L'analyse des données de la mission Gaia, qui a cartographié près de deux milliards d'étoiles dans la Voie lactée, a révélé que le rapport entre les étoiles à haute masse et celles à basse masse varie selon les régions. Les conditions locales, telles que la densité du gaz et la composition chimique, jouent un rôle déterminant dans ce processus. En d'autres termes, différentes régions de l'espace ne produisent pas nécessairement la même combinaison de tailles d'étoiles.

Si ce rapport n'est pas constant, certains calculs utilisés pour estimer la masse des galaxies pourraient nécessiter une mise à jour. Si moins de petites étoiles se sont formées dans une galaxie donnée que ne le prévoit la formule, la masse calculée pour cette galaxie pourrait être surestimée.
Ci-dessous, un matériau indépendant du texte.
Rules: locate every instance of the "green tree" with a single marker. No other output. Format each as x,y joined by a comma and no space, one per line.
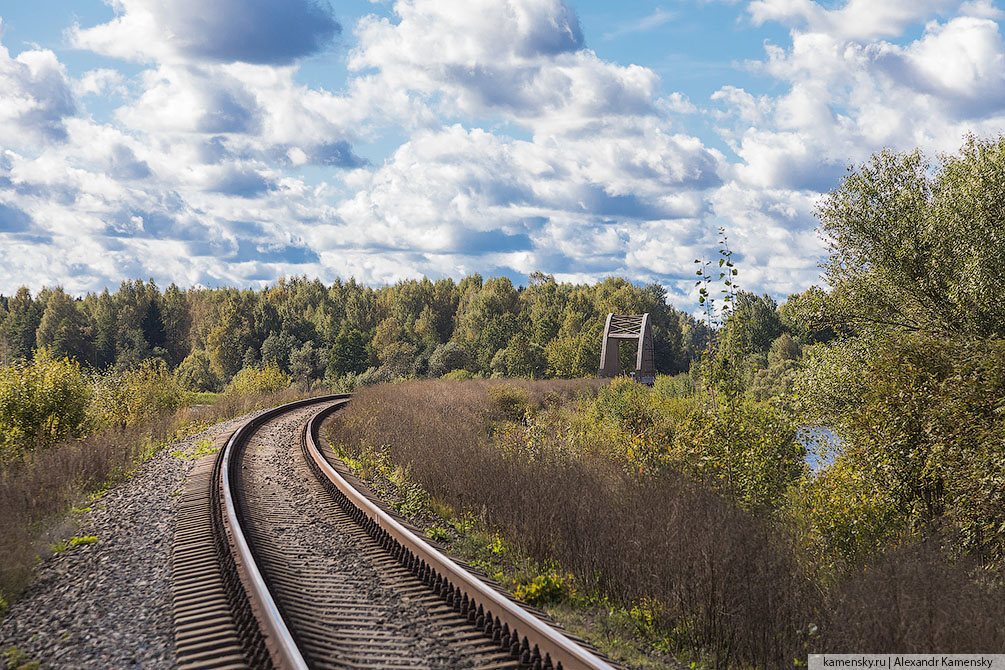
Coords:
348,355
196,374
919,247
23,316
63,328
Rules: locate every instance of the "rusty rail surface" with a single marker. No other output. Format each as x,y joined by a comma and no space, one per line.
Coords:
262,632
536,643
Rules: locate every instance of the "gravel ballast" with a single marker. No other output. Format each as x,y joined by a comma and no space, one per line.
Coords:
108,604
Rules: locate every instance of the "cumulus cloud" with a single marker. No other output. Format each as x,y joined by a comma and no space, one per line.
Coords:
523,59
856,19
36,98
253,31
849,94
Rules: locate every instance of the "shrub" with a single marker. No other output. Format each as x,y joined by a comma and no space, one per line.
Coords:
127,398
921,419
196,374
41,402
257,381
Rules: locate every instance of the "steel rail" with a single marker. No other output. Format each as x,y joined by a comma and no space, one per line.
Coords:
279,640
564,652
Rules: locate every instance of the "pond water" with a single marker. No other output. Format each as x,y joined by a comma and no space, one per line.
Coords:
822,446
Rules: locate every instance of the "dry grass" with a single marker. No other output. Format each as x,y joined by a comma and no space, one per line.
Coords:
721,584
40,490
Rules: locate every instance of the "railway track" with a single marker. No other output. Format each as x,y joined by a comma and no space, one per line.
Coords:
281,560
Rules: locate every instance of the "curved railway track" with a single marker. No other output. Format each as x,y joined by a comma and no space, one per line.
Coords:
282,560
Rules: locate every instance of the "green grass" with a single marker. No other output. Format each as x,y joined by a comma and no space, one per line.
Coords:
627,636
62,545
204,448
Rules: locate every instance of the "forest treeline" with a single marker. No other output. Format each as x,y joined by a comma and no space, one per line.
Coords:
313,330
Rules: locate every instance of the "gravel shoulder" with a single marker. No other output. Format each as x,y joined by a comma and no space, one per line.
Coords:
108,604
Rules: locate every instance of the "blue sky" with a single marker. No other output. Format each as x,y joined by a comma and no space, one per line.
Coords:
236,142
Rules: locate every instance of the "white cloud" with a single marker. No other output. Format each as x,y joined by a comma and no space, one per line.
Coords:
36,98
255,31
658,17
856,19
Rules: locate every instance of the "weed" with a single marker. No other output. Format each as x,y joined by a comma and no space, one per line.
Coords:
62,545
204,448
18,659
438,534
545,589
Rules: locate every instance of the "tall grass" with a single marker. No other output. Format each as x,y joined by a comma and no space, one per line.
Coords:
45,483
720,582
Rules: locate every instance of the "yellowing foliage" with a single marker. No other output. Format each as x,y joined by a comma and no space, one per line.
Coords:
249,381
40,403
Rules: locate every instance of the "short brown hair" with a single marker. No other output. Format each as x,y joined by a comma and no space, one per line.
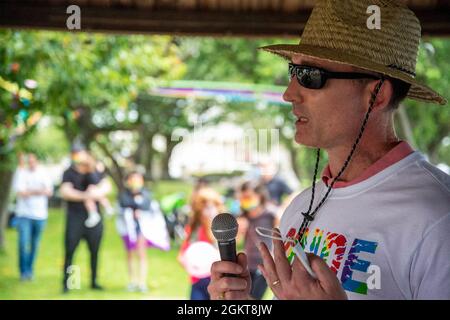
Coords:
399,91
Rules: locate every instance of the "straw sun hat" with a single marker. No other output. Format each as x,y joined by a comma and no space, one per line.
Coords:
337,31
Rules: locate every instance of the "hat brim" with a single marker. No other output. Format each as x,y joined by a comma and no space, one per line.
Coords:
417,91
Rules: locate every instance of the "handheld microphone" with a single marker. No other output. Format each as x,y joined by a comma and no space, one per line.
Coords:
224,228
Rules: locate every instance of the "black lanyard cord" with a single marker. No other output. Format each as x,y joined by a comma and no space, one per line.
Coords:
308,217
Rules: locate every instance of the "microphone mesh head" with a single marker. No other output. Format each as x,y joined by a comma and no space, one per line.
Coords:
224,227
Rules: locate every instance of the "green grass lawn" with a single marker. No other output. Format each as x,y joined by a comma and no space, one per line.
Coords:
166,278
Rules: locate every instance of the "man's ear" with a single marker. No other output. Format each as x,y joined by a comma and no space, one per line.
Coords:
384,95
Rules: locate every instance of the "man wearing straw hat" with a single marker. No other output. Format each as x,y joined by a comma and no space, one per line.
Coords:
376,225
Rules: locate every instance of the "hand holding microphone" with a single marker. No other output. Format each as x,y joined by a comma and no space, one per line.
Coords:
230,278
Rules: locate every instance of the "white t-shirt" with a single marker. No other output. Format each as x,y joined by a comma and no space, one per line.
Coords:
33,207
387,237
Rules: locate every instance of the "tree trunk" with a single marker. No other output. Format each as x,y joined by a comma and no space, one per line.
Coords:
145,153
115,170
6,177
166,157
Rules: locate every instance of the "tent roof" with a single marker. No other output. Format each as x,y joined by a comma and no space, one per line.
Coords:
194,17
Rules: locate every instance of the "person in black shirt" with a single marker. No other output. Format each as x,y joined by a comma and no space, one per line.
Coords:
75,182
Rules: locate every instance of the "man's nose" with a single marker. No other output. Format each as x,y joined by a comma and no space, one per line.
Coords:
292,92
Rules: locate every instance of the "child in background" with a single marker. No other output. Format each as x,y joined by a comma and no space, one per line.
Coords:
206,204
95,175
135,202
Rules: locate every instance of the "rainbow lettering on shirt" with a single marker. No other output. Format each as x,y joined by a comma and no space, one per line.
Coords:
335,244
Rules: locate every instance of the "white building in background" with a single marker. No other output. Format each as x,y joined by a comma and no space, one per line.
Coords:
227,147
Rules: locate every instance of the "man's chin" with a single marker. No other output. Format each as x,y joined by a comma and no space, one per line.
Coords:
304,141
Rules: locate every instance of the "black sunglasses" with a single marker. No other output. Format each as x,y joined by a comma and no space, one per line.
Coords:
315,78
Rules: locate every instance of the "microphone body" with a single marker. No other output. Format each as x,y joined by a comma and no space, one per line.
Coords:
227,250
224,228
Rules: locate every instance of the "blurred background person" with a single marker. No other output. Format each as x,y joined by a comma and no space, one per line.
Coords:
276,186
96,174
255,213
75,182
33,188
198,251
141,225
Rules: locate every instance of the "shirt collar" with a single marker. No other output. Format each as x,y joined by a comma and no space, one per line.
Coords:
400,151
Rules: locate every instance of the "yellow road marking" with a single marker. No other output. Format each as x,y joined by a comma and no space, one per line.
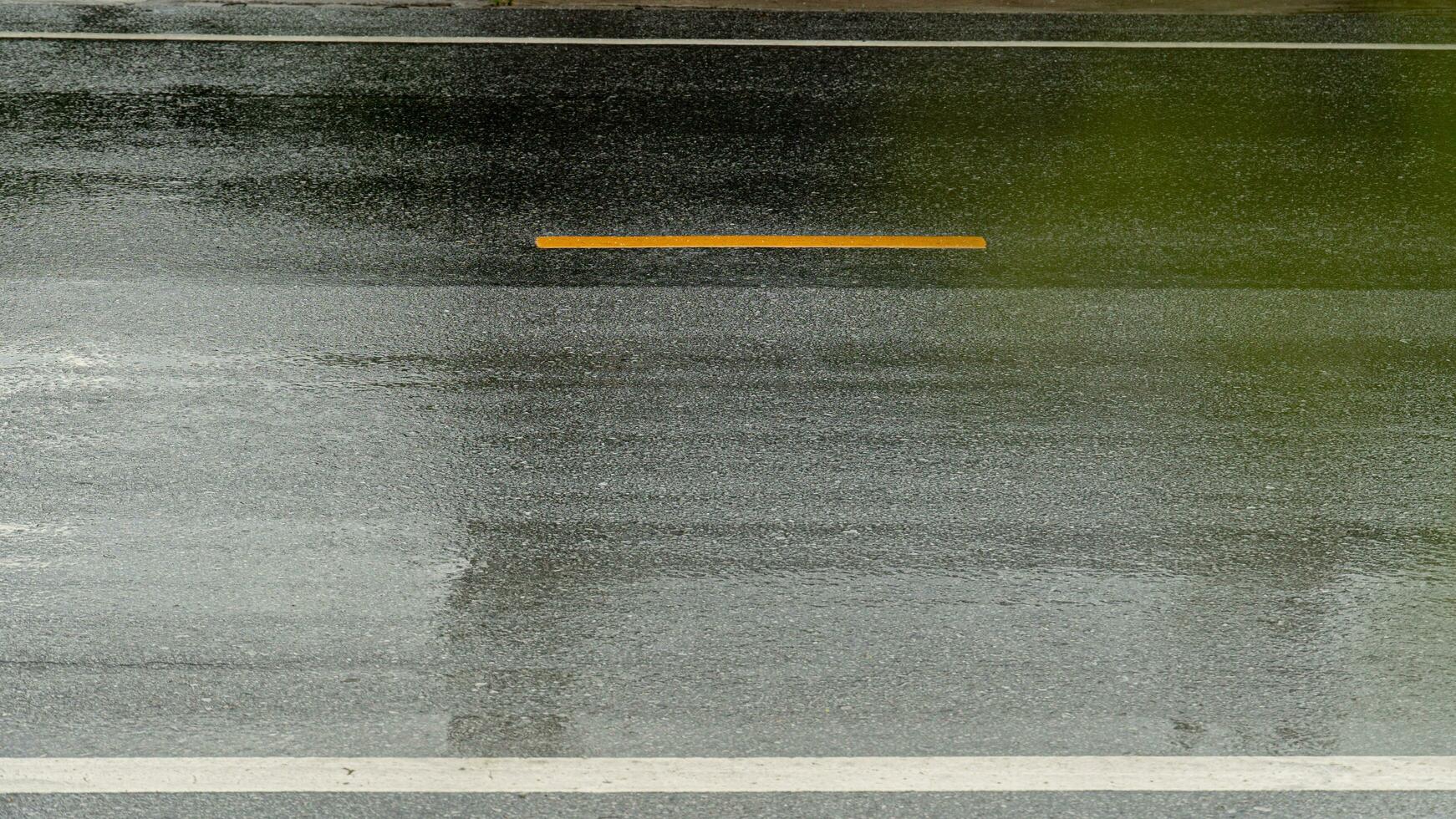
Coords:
944,242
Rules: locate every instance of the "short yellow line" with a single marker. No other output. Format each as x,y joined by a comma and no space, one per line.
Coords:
944,242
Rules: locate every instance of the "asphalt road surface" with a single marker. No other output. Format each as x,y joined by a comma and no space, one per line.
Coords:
306,451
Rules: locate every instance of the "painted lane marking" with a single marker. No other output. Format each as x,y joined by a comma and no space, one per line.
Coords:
757,774
390,39
939,242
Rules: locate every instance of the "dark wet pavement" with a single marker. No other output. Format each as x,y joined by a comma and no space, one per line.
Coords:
308,453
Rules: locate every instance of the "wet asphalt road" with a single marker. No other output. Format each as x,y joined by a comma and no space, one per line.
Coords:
306,451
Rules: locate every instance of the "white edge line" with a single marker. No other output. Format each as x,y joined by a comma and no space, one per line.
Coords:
753,774
388,39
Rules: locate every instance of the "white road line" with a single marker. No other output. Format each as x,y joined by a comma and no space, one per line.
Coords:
757,774
386,39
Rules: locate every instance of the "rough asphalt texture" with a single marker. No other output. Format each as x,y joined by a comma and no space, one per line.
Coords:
304,451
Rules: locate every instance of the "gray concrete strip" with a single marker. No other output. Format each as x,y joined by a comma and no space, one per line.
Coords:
740,774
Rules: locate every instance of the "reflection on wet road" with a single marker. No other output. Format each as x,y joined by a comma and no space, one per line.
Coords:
718,521
306,451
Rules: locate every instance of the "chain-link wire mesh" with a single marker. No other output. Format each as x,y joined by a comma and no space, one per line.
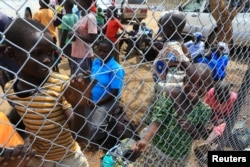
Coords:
158,100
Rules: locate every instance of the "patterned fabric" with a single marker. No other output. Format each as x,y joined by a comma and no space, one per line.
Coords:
171,139
8,136
223,109
154,157
44,117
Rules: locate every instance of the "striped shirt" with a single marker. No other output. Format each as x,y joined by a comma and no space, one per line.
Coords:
44,118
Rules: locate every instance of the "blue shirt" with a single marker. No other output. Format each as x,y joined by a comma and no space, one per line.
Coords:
218,64
109,76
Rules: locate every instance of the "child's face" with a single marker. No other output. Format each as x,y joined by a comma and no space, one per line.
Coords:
36,64
104,51
82,4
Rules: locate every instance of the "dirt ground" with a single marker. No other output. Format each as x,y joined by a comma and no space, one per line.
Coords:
139,87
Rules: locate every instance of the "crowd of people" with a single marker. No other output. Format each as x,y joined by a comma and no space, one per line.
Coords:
60,111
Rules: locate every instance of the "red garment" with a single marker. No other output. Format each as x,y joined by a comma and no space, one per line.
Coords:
112,28
93,7
220,109
8,135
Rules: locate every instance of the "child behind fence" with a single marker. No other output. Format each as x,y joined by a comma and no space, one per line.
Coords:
37,94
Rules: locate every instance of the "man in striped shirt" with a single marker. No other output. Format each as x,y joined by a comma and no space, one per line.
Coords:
37,94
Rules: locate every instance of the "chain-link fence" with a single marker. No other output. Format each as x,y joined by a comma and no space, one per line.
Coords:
152,89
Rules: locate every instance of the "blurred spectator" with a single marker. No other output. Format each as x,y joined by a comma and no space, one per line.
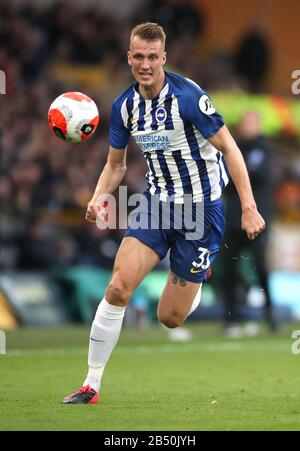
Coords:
260,160
252,59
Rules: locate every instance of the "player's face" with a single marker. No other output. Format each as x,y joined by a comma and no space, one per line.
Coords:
146,59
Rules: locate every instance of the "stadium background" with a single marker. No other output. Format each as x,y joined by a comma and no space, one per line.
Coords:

Ce point est particulièrement crucial à la lumière des découvertes récentes du télescope spatial James Webb.

Réinterpréter l'univers primitif

Depuis sa mise en service, le télescope James Webb a identifié des galaxies lointaines semblant anormalement grandes et massives pour un stade aussi précoce de l'évolution de l'univers. La nouvelle étude suggère une explication possible : la masse de certaines de ces galaxies aurait pu être surestimée dès le départ. Ainsi, certaines galaxies jugées « trop grandes » pourraient être moins inhabituelles qu'il n'y paraît.

Les chercheurs continuent d'étudier comment la température, les champs magnétiques et les mouvements de gaz au sein des nuages moléculaires influencent ce processus. Bien que cette étude ne remette pas en cause l'ensemble des connaissances acquises, elle souligne que la fonction de masse initiale n'est peut-être pas une règle uniforme, mais dépend des conditions locales de formation. Si ces résultats sont confirmés, ils pourraient transformer l'un des outils de base de l'astronomie, modifiant ainsi l'interprétation de certaines des découvertes les plus surprenantes de ces dernières années.